= Two Dishes One Soup Index =

Hong Kong food price measure

2 dishes and 1 soup index is a reference index figure which measures and monitor the changes of general and regional food price in Hong Kong. It is established by the Social Affairs Committee of The Hong Kong Federation of Trade Unions (HKFTU) since January 2011. The index is based on the monthly market random sampling done by the HKFTU and is published seasonally on 'FTU Press'. Suggestions to government will be proposed by the Committee.

==Aims==
The index aims to help households to handle price inflation.

==Measurement==
The index is based on a diet of family size of 3–4 members, selects 7 typical and usual food ingredients as references to prepare two dishes and one soup, to see the cost needed. The seven ingredients includes:
1 catty of Choi Sum
½ catty of beef
2 tael of Meigan Cai
1 catty of Grass carp
½ catty of Tomato
½ catty of Potato
½ catty of meat
(1 catty= 16 tael = 605 g approx.)

==Data==

===Data of 2011===
The average price for buying 7 ingredients to prepare 2 dishes and 1 soup rose from HK$78.4 in January to HK$89 in December, increased by 13.7%. 14 out of 18 districts of Hong Kong have recorded an increase in food price.
- Most Expensive Market

Southern (Aberdeen Market) HK$93.5
Wan Chai (Wan Chai Market) HK$92
Central and Western (Smithfield Market) HK$92
- Cheapest Market

Sham Shui Po (Pek Ho Street Market) HK$84
Wong Tai Sin (Ngau Chi Wan Market) HK$84
Yuen Long (Tong Yik Market) HK$85.5

===Data of 2012===
The average price of ingredients increased from HK$89 to HK$104.4 (+17%).
- Most Expensive Market

Southern (Aberdeen Market) HK$119.2
Tseung Kwan O (Hau Tak Market) HK$109.7(+40.6%)

===Data of 2013===
The committee found that the prices of main food increased from to HK$109.3, by 14.2% compare to last year's index, higher than inflation. Among these, prices of beef and potato increased by 29% and 25.2% respectively. The districts with the highest increase are districts of low-income families, especially Sham Shui Po and Tuen Mun.
- Most Expensive Market

Tsing Yi HK$120.45
Tuen Mun HK$104.5(+35.6%)

- Cheapest Market

Tsuen Wan HK$95.8(+10.4%)

===Data of 2014===
The first seasonal Two-dishes-one-soup Index in 2014 showed a rise of price of the ingredient among the eighteen districts in Hong Kong. The Index was $105.01 in the first season of 2013 and $112.63 in 2014, meaning that the price of ingredient has raised 7.27% when compared to the data of the same season in 2013.

The Two-dishes-one-soup Index of the second season of 2014 reflect a slight relief of inflation as 9 districts out of 18 recorded a decrease in the price of ingredient, but 4 districts remained a 10% increase of food price.
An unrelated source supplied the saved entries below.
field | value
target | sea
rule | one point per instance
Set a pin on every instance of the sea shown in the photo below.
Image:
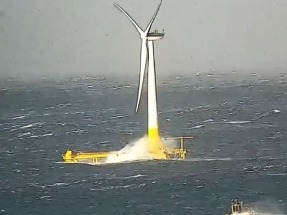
(238, 151)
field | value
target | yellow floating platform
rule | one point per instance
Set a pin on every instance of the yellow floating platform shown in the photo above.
(101, 157)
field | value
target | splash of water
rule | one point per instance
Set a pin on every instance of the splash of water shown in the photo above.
(137, 150)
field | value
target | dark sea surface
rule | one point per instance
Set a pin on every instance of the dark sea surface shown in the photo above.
(239, 147)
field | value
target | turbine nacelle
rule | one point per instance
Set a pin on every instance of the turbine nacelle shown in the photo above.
(155, 35)
(145, 36)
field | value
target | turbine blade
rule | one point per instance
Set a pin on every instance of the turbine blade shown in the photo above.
(142, 72)
(141, 32)
(152, 19)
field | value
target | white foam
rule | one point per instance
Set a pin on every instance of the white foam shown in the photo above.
(137, 150)
(237, 122)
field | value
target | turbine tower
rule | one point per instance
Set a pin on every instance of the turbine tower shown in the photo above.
(156, 147)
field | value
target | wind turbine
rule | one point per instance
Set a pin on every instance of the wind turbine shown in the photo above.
(156, 147)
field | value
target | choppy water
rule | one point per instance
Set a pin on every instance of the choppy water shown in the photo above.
(239, 148)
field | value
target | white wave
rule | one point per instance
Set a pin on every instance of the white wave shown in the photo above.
(31, 125)
(277, 174)
(19, 117)
(238, 122)
(134, 176)
(137, 150)
(24, 134)
(210, 159)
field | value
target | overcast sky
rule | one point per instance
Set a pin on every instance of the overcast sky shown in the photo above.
(67, 37)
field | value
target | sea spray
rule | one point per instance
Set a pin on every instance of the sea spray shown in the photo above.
(137, 150)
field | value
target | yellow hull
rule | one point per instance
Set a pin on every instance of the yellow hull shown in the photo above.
(157, 151)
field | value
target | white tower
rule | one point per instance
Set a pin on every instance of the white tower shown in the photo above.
(156, 147)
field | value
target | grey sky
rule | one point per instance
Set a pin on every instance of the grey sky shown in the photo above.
(63, 37)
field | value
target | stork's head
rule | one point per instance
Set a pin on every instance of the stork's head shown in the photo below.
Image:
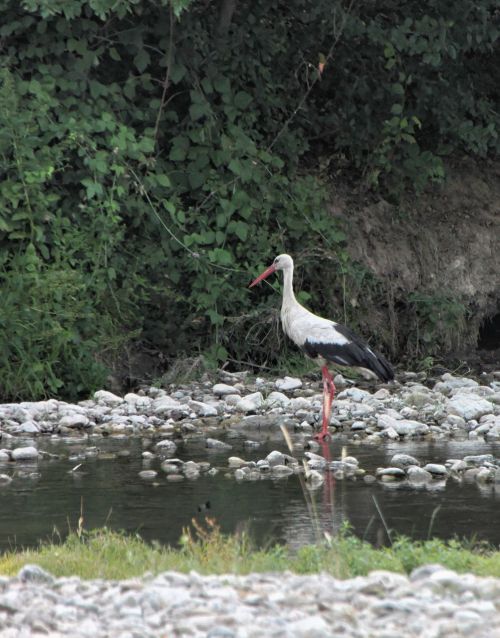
(282, 262)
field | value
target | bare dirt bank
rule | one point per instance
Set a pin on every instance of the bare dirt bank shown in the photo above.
(436, 258)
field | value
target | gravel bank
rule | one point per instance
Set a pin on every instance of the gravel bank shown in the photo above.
(432, 603)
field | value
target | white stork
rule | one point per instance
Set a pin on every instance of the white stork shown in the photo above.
(323, 340)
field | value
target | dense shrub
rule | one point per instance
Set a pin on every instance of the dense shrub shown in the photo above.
(152, 158)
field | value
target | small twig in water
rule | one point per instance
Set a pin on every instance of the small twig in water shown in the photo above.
(433, 516)
(387, 530)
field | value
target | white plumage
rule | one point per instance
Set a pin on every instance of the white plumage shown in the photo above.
(322, 339)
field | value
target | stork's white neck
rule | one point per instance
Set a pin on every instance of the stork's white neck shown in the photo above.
(288, 295)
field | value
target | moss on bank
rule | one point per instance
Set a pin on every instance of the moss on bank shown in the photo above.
(107, 554)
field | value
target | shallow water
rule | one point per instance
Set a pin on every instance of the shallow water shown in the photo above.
(49, 496)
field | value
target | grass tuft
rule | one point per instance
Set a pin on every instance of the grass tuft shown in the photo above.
(107, 554)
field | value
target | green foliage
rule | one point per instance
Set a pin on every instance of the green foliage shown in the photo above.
(439, 321)
(152, 162)
(106, 554)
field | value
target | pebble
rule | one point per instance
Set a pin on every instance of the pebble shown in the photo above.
(436, 469)
(250, 402)
(217, 445)
(380, 605)
(24, 454)
(222, 389)
(287, 384)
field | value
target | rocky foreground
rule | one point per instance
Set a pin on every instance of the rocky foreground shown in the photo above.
(432, 603)
(250, 410)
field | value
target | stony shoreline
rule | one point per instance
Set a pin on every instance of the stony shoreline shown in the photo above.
(240, 407)
(432, 602)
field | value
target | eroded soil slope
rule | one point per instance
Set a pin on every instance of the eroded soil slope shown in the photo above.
(437, 257)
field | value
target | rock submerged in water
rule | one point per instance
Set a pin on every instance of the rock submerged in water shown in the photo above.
(24, 454)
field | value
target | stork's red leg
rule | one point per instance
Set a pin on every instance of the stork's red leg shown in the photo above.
(328, 394)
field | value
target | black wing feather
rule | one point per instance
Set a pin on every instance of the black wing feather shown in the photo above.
(355, 353)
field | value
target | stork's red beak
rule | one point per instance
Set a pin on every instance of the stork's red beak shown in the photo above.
(265, 274)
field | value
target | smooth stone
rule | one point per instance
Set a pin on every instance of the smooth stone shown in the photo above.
(203, 409)
(223, 389)
(457, 465)
(275, 458)
(74, 421)
(217, 445)
(417, 474)
(436, 468)
(358, 426)
(281, 470)
(479, 459)
(250, 402)
(166, 446)
(35, 574)
(449, 383)
(235, 461)
(170, 468)
(107, 398)
(394, 472)
(148, 474)
(403, 461)
(24, 454)
(485, 475)
(288, 384)
(469, 406)
(355, 394)
(277, 400)
(29, 427)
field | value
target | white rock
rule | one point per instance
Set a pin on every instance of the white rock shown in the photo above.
(107, 398)
(355, 394)
(250, 402)
(390, 433)
(436, 468)
(231, 399)
(203, 409)
(166, 446)
(411, 428)
(281, 470)
(469, 406)
(165, 404)
(148, 474)
(386, 421)
(300, 403)
(222, 389)
(288, 383)
(29, 427)
(277, 400)
(217, 445)
(275, 458)
(74, 421)
(235, 462)
(418, 474)
(449, 383)
(403, 461)
(24, 453)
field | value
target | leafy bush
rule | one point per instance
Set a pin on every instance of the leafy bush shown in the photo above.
(152, 157)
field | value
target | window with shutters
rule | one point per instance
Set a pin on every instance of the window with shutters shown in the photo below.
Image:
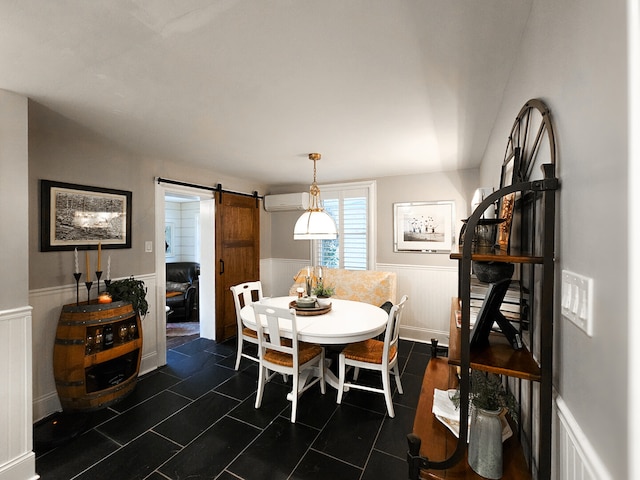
(352, 207)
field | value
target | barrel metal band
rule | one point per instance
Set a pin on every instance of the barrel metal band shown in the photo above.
(69, 341)
(96, 321)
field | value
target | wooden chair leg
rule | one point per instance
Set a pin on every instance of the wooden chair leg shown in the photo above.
(239, 354)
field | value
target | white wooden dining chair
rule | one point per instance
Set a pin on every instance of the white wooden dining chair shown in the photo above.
(245, 294)
(286, 356)
(378, 355)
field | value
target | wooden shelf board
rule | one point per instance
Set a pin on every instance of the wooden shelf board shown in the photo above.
(497, 255)
(438, 442)
(499, 357)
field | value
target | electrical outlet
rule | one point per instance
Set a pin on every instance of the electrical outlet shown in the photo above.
(577, 300)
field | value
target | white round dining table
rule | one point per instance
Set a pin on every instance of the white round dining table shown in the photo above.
(346, 322)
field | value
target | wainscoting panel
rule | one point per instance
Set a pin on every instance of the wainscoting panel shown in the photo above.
(16, 439)
(47, 304)
(430, 289)
(577, 458)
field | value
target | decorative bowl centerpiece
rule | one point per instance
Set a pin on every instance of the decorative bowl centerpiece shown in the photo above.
(306, 302)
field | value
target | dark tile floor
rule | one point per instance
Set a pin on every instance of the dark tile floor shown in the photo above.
(195, 419)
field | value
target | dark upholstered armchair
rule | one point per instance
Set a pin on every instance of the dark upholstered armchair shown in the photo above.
(182, 290)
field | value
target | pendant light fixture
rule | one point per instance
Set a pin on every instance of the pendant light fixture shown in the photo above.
(315, 223)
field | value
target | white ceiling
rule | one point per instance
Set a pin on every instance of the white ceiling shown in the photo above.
(250, 87)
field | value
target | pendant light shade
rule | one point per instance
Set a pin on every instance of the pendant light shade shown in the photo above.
(315, 223)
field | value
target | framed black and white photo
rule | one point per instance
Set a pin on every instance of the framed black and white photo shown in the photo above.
(424, 226)
(79, 216)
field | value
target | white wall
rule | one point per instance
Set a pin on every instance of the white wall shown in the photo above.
(183, 217)
(573, 56)
(16, 439)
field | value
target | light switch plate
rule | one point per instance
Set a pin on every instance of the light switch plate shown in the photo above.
(577, 300)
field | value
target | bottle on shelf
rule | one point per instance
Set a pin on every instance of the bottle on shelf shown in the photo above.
(108, 337)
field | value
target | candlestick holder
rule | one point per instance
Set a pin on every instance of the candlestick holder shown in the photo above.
(98, 275)
(77, 276)
(88, 284)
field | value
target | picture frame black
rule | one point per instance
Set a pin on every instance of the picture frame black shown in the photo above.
(424, 227)
(81, 216)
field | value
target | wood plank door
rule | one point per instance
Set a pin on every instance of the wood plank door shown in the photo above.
(237, 254)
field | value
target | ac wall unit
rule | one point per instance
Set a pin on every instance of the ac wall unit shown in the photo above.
(286, 202)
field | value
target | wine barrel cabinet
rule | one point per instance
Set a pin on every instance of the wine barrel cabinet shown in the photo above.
(96, 355)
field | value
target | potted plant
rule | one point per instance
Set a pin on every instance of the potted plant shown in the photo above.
(323, 292)
(130, 290)
(488, 399)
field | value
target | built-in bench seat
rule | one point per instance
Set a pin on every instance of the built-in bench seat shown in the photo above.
(370, 286)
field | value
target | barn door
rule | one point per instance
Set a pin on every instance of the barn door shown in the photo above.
(237, 254)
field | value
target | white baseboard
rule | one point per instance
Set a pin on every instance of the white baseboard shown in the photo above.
(577, 458)
(22, 468)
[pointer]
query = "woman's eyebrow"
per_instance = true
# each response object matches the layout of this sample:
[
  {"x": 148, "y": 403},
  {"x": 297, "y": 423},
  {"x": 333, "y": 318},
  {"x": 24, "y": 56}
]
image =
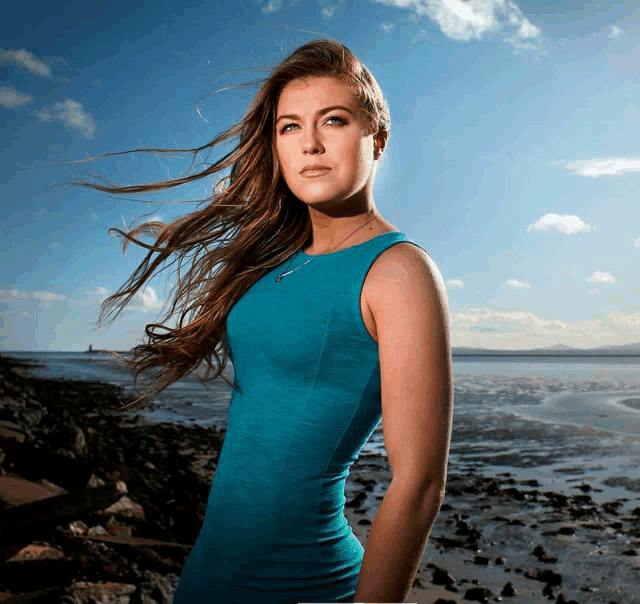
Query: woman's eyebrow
[{"x": 293, "y": 116}]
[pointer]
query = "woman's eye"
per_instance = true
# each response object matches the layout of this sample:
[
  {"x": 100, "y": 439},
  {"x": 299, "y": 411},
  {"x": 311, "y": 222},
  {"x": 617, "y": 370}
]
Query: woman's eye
[{"x": 341, "y": 121}]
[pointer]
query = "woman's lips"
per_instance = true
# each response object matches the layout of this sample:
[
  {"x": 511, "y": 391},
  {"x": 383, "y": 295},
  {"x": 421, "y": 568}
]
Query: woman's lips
[{"x": 315, "y": 173}]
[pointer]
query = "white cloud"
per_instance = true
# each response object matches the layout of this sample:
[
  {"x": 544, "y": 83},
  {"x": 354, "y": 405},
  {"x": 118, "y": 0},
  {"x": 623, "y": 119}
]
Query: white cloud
[
  {"x": 605, "y": 166},
  {"x": 148, "y": 299},
  {"x": 517, "y": 283},
  {"x": 10, "y": 97},
  {"x": 567, "y": 223},
  {"x": 46, "y": 297},
  {"x": 601, "y": 277},
  {"x": 457, "y": 283},
  {"x": 272, "y": 6},
  {"x": 465, "y": 20},
  {"x": 72, "y": 113},
  {"x": 506, "y": 321},
  {"x": 615, "y": 32},
  {"x": 23, "y": 58}
]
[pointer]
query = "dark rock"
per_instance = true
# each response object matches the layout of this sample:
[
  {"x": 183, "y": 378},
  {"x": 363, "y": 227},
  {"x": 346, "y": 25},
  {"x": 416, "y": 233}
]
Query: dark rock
[
  {"x": 478, "y": 594},
  {"x": 442, "y": 577},
  {"x": 544, "y": 575}
]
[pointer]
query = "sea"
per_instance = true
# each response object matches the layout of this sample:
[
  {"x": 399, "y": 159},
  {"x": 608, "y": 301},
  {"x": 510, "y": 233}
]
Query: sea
[{"x": 563, "y": 421}]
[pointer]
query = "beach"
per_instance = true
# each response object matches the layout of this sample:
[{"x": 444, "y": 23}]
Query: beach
[{"x": 499, "y": 536}]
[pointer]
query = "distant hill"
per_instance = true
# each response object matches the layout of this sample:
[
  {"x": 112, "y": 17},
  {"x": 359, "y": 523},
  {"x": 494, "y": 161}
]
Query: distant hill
[{"x": 556, "y": 350}]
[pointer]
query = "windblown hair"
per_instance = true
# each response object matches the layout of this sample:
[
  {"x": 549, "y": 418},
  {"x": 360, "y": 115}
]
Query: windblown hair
[{"x": 249, "y": 225}]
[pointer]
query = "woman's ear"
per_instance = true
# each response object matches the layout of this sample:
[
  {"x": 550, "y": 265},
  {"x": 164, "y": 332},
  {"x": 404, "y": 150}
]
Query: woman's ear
[{"x": 379, "y": 142}]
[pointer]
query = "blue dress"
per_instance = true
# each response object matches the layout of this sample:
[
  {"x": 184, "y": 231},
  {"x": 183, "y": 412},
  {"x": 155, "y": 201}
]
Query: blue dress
[{"x": 305, "y": 401}]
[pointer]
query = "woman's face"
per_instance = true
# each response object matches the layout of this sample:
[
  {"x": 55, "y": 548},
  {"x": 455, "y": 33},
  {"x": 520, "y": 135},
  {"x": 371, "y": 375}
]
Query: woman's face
[{"x": 308, "y": 132}]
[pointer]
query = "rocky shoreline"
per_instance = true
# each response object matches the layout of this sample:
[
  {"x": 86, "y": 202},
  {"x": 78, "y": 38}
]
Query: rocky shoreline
[{"x": 96, "y": 506}]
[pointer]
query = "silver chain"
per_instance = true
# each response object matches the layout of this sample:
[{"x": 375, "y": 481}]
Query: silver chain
[{"x": 284, "y": 274}]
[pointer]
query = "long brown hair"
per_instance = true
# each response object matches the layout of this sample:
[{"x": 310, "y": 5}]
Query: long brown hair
[{"x": 248, "y": 226}]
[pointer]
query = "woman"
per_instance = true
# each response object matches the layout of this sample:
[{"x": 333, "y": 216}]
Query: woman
[{"x": 334, "y": 320}]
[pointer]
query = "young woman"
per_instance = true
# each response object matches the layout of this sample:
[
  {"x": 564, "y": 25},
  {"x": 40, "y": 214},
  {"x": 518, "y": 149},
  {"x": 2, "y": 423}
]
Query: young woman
[{"x": 334, "y": 320}]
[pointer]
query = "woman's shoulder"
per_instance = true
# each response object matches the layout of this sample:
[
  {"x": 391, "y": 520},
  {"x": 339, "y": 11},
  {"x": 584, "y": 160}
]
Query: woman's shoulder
[{"x": 402, "y": 264}]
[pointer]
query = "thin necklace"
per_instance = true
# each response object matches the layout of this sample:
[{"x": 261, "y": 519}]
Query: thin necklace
[{"x": 284, "y": 274}]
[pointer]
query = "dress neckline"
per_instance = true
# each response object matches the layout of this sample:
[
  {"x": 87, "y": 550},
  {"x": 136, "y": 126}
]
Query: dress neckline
[{"x": 350, "y": 247}]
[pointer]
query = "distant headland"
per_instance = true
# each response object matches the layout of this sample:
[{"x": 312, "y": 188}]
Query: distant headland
[
  {"x": 559, "y": 350},
  {"x": 97, "y": 351}
]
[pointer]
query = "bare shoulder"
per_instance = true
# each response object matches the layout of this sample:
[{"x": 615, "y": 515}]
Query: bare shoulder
[{"x": 406, "y": 268}]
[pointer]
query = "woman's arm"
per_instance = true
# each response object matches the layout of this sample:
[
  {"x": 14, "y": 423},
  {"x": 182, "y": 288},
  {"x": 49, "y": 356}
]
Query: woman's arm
[{"x": 410, "y": 309}]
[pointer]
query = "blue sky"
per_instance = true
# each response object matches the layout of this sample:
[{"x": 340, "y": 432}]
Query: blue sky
[{"x": 513, "y": 157}]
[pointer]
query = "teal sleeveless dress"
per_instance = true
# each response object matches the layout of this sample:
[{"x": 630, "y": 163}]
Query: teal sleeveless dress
[{"x": 306, "y": 399}]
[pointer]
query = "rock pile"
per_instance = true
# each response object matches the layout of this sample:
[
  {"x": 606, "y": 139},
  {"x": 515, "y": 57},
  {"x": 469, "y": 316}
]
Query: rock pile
[{"x": 94, "y": 506}]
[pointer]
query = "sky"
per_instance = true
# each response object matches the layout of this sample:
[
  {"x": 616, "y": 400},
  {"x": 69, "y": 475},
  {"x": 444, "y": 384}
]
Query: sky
[{"x": 513, "y": 157}]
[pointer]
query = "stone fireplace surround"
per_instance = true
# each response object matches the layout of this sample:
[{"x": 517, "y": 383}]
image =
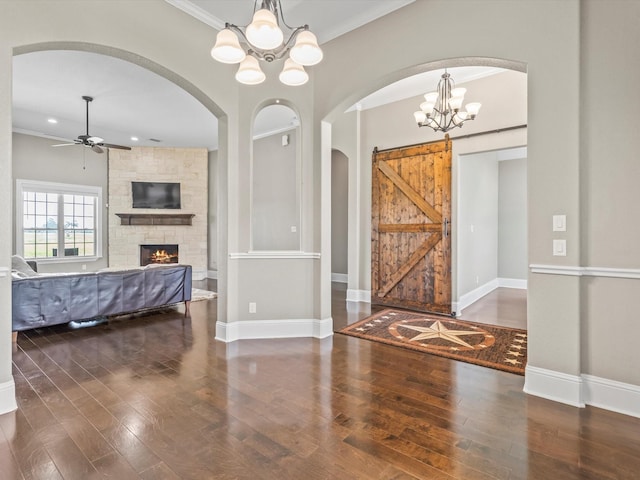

Meanwhile, Tung Chung Yat Tung Estate Market was found to be the most expensive one among the 18 districts, the food price of it has raised 14.12% from $109.1 to $124.5
Two dishes one soup index 2014 (2nd season) HK$106.5
- Most Expensive Market

Lantau (Tung Chung) HK$124.5(+14.12%)
Tsuen Wan (Yeung Uk Road)
Sha Tin (Central Street)

In the third season of 2014, the average food price of the 18 districts decreased. The average food price of Ngau Chi Wan Market in Wong Tai Sin decreased sharply from $115.38 to $98.25, which means decreased 14.85%. Also, the Two-dishes-one-soup Index decreased 6.33% from $111.28 in the same season in 2013 to $104.24, this reflected a relief of inflation of food price in Hong Kong.
Two dishes one soup index 2014 (3rd season) HK$104.24
- Most Expensive Market
Sha Tin (Central Street) HK$116.75
Wong Tai Sin (Ngau Chi Wan) HK$98.25(−14.85%)

==Suggestions==
- Develop local primary industry to stabilise food supply;
- Open local live cattle market and introduce market competition to stabilise meat price;
- Introduce small enterprise in wet market to stop monopoly of supermarket;
- Examine minimum wage every year to narrow down wealth gap
- Diversify the economy when develop new towns
- Build more FEHD markets, cooked food centre, flea market and night market to relief citizens' burden in food purchasing
- Co-operate with China to stabilise food supply
- Introduce welfare policies such as Tax allowance, Electricity fee subsidy, etc.